Childcare is an essential part of a vibrant community. Its availability, affordability and quality significantly impact every aspect of family and community life — education, income and employment, health and wellbeing, and even a topic headlining recent news — our supply chain. The childcare shortage is not news for local families with young children. They live with the stress of finding reliable, quality childcare every day.
In June 2021, the Shallow Ford Foundation was asked to look into the shortage of childcare in our footprint of Clemmons, Lewisville and Yadkin County. We unknowingly thought we might quickly grasp the issues and start considering remedies. Instead, every conversation led us to more issues, the need for additional information and more research. Sarah Boudreau, a recent college graduate with a degree in public health education and now a graduate student, agreed to a part-time project to help us collect and organize the information we needed. In our first conversation, I advised, “This is not an academic research project and our goal is not a report. Rather, we are simply needing information to help inform the best solution.” We now laugh. Four months and numerous reports, surveys and conversations later, we have humbly published the report of what we learned. The layers of complexity behind the childcare shortage required a deeper and broader understanding. The results are worth sharing because the solutions will require partnerships and community-wide support.
We are very grateful for the experts, the providers, parents and employers who informed and guided us throughout our learning experience and the report. The environment and issues surrounding childcare are regularly changing with a growing priority within governments and a labor force redefining itself as it comes out of a pandemic.
As the most recent example, on Oct. 8, as our report was being finalized, Gov. Roy Cooper announced $805 million in Stabilization Grants from the American Rescue Plan Act available to existing licensed childcare programs to address many of the issues identified in our report. The grant application is open to all private, licensed early care and learning programs in the state, including those inside homes and churches. The grants will be awarded starting this month and all costs must be incurred only up through Sept. 30, 2023. While this is encouraging news to assist existing providers in addressing current challenges that prevent operating at full-licensed capacity, sustainability remains a question. Further, new operators are not eligible for the state grants until they become licensed. Licensed childcare capacity may not sustainably expand without other solutions.
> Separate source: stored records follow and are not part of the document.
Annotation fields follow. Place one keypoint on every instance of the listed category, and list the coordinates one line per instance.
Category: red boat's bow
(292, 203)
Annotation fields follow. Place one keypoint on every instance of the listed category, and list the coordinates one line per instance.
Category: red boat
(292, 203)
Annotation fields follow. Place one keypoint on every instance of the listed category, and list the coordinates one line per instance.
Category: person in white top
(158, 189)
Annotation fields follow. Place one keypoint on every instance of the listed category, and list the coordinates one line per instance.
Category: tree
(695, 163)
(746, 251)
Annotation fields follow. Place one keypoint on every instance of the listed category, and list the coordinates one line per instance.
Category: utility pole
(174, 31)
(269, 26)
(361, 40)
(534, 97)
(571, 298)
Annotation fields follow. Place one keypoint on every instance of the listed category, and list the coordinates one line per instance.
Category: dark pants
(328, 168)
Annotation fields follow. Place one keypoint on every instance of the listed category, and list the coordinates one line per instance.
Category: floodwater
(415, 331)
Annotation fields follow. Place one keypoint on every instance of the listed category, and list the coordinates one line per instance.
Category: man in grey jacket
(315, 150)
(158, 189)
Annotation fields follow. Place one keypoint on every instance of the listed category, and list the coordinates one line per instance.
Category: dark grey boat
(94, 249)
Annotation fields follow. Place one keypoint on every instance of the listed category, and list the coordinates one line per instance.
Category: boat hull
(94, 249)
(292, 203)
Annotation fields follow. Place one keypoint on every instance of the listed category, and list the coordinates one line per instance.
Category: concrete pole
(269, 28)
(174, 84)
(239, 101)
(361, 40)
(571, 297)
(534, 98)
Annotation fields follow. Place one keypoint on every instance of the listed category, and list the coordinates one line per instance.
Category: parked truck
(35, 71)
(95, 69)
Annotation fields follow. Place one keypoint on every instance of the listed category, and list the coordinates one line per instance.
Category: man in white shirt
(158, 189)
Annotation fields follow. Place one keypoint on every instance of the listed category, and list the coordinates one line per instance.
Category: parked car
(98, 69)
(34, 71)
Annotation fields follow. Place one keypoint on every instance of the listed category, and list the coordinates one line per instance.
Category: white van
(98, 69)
The childcare shortages pre-date COVID and may continue unless additional capacity is created. The unknown is whether the growing, post-COVID preference of workers toward home-based work will somewhat reduce the overall demand for childcare. The ever-changing environment that influences childcare demand and capacity makes planning with certainty difficult. Yet, with partnerships and alliances, there is increased likelihood of well-designed strategies that are locally responsive to the best-anticipated needs. Such alliances will also ensure that long-term solutions are practical, maximize resources, and minimize duplication of efforts.
Our report offers some childcare expansion strategies to explore. In fact, through the relationships formed during this project, we are encouraged by some of the new and promising solutions now in discussion.
We all want a community that is attractive to young, working families and to new and existing employers seeking an available labor force. A dearth of high-quality childcare can be an impediment to growth on many levels. Identifying the issues is step No. 1. We look forward to the next steps — practical and lasting solutions that help alleviate the shortage.